Drug-induced liver injury
Drug-induced liver injury (DILI) is a common issue, as almost all medication classes can cause liver disease. DILI can result from direct drug toxicity, their metabolites, or immune-mediated mechanisms, which may be interconnected. Mitochondrial dysfunction is often the initial event, causing increased ROS and energy depletion, leading to hepatocyte death. Immune-mediated injury, involving liver immune components and cytokines/ROS, also contributes to liver injury.
Addressing DILI requires effective liver-specific drug delivery, which is challenging due to the liver's complex anatomy and the distinct functions and entry mechanisms of different cell types. Drug molecules must navigate a complex network of blood vessels and anatomical barriers to reach their intended target. The liver's elevated metabolic and elimination processes compound this challenge, causing drugs to potentially accumulate in unintended tissues and lead to side effects such as toxicity and non-specific biodistribution.
In recent years, advancements in drug delivery platforms have enhanced drug efficacy and reduced liver toxicity, leading to better therapeutic outcomes. The aim is to develop drug delivery systems that selectively target specific liver cell types and maintain intracellular drug levels for longer. Nanoparticles, such as liposomes, exosomes, micelles, and polymeric/inorganic nanoparticles, have gained significant attention due to their ability to enhance drug efficacy, reduce liver toxicity, and selectively target specific liver cell receptors.

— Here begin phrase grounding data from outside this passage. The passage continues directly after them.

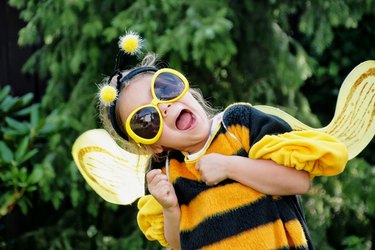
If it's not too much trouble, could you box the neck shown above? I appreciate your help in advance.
[185,118,213,154]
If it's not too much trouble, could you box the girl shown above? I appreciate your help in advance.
[98,53,348,250]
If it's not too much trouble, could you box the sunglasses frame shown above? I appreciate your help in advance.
[124,68,190,145]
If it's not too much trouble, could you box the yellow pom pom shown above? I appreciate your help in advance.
[118,31,143,55]
[99,85,118,106]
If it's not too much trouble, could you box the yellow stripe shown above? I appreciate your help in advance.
[227,124,251,152]
[207,131,243,155]
[168,159,200,183]
[284,219,308,247]
[201,219,307,250]
[180,183,264,231]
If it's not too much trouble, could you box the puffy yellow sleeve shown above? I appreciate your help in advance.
[137,195,168,247]
[249,130,348,176]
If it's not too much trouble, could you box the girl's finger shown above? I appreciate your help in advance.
[195,160,200,171]
[146,169,162,183]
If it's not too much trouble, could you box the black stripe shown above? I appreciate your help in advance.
[236,148,248,157]
[150,150,184,170]
[174,178,235,206]
[275,196,304,222]
[180,195,302,249]
[168,150,185,161]
[277,246,309,250]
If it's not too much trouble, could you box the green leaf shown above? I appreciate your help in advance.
[0,142,13,163]
[70,187,80,207]
[19,149,38,165]
[18,22,39,46]
[87,197,99,217]
[51,191,63,209]
[103,27,118,42]
[1,96,19,112]
[28,166,44,184]
[8,0,26,9]
[17,167,29,185]
[82,20,103,38]
[5,117,28,132]
[15,137,30,162]
[20,93,34,106]
[17,199,29,215]
[30,104,40,129]
[0,85,11,102]
[13,106,32,116]
[39,123,59,134]
[2,129,28,140]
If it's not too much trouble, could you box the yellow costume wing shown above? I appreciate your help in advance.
[71,129,149,205]
[254,60,375,160]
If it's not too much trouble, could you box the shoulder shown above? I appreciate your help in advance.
[223,102,253,114]
[222,102,292,145]
[222,102,285,127]
[222,102,254,127]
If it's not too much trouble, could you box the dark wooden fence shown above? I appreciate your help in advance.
[0,1,45,101]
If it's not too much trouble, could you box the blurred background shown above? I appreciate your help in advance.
[1,0,375,249]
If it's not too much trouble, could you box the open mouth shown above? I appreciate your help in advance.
[176,109,196,130]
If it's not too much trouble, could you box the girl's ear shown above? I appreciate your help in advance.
[150,144,164,154]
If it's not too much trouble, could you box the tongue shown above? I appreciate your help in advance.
[177,111,193,130]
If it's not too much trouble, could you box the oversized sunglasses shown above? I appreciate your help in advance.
[111,68,189,145]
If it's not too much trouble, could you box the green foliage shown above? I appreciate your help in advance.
[305,158,375,249]
[0,85,64,216]
[4,0,375,249]
[5,207,161,250]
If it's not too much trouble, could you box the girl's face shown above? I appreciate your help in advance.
[118,74,212,154]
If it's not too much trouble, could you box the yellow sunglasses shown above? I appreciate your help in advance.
[124,68,189,145]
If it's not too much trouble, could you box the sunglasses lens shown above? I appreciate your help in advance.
[129,107,160,139]
[154,72,185,100]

For instance, hyaluronated and PEGylated liposomes encapsulating therapeutic agents have demonstrated potential for targeted delivery to the liver, particularly in treating hepatitis and liver cancer. Due to their low immunogenicity and high biocompatibility, exosomes are being studied for their potential hepatoprotective, antioxidant and drug-sensitizing effects on liver diseases. Studies also show that MSC-derived exosomes can be manipulated to facilitate liver regeneration, regulate inflammation and fibrosis, or inhibit tumor growth and metastasis.
Ligand-based targeting is another promising strategy for liver-specific drug delivery. Various ligands, such as carbohydrates, peptides, and antibodies, have been investigated for their potential to enhance the selectivity and uptake of drug-loaded carriers by hepatocytes. For instance, the asialoglycoprotein receptor (ASGP-R) can be targeted using carbohydrate- or lipoprotein-decorated delivery systems. Scavenging receptors can target non-parenchymal liver cells like Kupffer and endothelial cells, while colloidal carriers coupled with vitamin A can target stellate cells involved in liver fibrosis.

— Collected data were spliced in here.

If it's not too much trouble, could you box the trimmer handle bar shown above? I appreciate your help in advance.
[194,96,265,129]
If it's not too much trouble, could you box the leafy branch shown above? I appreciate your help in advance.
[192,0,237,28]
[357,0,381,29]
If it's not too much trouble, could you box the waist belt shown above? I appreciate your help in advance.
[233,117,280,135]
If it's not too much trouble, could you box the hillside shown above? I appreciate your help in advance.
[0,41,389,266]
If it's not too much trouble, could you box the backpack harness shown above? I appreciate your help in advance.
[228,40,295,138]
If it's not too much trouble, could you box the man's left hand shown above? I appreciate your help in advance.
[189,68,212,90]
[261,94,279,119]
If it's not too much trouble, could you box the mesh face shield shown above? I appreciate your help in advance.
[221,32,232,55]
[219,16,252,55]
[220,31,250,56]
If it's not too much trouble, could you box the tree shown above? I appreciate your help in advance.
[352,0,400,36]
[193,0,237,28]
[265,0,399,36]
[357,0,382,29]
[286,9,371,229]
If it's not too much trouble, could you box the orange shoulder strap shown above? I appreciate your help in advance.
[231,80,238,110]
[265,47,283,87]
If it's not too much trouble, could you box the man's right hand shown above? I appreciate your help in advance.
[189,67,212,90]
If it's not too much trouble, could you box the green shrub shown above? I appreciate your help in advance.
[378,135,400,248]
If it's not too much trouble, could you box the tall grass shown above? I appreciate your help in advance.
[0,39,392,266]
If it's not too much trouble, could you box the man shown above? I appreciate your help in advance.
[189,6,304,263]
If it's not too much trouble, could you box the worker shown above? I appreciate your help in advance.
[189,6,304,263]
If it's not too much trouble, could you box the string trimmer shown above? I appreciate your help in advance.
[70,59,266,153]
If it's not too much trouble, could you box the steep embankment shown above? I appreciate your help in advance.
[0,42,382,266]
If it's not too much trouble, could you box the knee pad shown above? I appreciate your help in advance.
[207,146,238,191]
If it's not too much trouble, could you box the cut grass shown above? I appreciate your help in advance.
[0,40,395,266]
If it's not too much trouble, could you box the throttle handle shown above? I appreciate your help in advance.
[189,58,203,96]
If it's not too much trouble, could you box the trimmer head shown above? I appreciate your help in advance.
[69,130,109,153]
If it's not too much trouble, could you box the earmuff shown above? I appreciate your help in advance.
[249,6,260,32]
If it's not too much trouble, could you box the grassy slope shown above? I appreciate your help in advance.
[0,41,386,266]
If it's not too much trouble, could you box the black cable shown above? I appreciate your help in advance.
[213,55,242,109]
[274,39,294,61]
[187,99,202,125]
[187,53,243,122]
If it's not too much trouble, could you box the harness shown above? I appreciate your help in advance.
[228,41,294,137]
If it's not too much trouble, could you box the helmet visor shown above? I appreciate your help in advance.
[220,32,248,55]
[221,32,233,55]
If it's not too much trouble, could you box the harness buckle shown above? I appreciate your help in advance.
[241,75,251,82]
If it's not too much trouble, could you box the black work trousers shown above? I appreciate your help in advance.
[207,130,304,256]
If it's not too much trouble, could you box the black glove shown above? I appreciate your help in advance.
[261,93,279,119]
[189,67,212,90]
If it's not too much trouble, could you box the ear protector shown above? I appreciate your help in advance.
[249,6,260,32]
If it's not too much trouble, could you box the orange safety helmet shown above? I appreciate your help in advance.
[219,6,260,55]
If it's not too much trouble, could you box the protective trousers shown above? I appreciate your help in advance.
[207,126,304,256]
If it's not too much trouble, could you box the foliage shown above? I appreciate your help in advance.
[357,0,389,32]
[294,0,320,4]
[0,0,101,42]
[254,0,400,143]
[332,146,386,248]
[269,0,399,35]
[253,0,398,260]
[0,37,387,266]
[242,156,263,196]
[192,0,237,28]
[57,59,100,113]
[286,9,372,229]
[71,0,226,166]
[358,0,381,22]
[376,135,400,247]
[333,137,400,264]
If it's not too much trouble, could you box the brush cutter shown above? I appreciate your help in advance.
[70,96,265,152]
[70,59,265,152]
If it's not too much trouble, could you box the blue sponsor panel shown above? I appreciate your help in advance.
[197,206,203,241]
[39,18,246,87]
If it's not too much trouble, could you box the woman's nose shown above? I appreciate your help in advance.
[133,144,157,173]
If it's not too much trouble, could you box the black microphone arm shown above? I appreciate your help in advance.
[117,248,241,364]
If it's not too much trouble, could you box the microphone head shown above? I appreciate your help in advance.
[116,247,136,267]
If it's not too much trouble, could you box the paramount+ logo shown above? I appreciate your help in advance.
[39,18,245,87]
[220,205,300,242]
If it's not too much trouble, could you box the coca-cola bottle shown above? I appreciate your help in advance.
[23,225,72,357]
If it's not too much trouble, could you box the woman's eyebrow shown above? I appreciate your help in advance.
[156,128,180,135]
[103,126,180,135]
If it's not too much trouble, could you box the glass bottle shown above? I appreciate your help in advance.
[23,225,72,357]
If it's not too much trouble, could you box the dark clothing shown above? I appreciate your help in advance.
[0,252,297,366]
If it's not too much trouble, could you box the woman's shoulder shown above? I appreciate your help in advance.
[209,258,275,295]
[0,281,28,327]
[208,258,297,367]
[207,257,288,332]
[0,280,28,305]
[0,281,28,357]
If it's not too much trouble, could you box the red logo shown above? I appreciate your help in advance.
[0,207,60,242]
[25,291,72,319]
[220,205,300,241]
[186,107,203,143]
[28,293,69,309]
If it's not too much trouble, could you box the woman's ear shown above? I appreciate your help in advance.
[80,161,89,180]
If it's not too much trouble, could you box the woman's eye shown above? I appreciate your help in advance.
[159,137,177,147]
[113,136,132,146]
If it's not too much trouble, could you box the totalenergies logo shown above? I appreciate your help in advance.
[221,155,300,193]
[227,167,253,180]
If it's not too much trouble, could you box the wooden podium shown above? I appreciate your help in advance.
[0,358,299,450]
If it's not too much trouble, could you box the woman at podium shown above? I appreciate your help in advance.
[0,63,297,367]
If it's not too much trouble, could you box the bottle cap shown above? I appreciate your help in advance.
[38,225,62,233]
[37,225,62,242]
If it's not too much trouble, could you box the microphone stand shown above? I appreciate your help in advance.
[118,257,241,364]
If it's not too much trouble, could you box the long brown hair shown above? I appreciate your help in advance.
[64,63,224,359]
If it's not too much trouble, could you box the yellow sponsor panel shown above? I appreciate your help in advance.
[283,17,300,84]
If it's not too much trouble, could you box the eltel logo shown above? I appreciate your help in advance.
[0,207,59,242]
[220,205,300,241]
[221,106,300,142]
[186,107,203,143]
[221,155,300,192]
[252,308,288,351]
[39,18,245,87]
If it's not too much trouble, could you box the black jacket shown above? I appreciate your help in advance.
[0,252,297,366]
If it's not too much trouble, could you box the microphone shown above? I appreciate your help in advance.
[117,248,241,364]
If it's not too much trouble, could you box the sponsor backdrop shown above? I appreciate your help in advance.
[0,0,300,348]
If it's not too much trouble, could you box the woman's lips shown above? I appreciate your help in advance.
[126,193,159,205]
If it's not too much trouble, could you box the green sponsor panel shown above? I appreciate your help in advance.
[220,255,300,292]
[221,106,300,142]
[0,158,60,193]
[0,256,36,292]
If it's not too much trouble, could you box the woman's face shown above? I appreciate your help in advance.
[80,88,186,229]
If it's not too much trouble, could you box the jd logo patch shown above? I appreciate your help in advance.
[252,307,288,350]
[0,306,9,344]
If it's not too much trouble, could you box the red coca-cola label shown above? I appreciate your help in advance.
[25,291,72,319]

Stem cell-based carriers deliver therapeutic agents to the liver due to their tropism for injured tissues, while macrophage-based carriers use their phagocytic capacity and ability to migrate to inflammation sites for efficient liver-targeted drug delivery. Combination therapy using multiple drugs can improve efficacy and safety, but simultaneous delivery may cause unintended side effects. Sequential drug delivery can mitigate these effects and enhance synergistic efficacy, particularly in liver-targeted treatments.
Optimizing pharmacokinetics is critical for developing effective liver-targeted drug delivery systems. Key factors include minimizing release at non-target sites, efficient delivery to target sites, and maintaining adequate concentration for therapeutic effects. Additionally, it's important to minimize the elimination of drug-carrier conjugates and to rapidly eliminate free drugs from the body to reduce toxicity. The liver is mainly responsible for removing drug conjugates from circulation, as they are too large to be eliminated through the kidneys.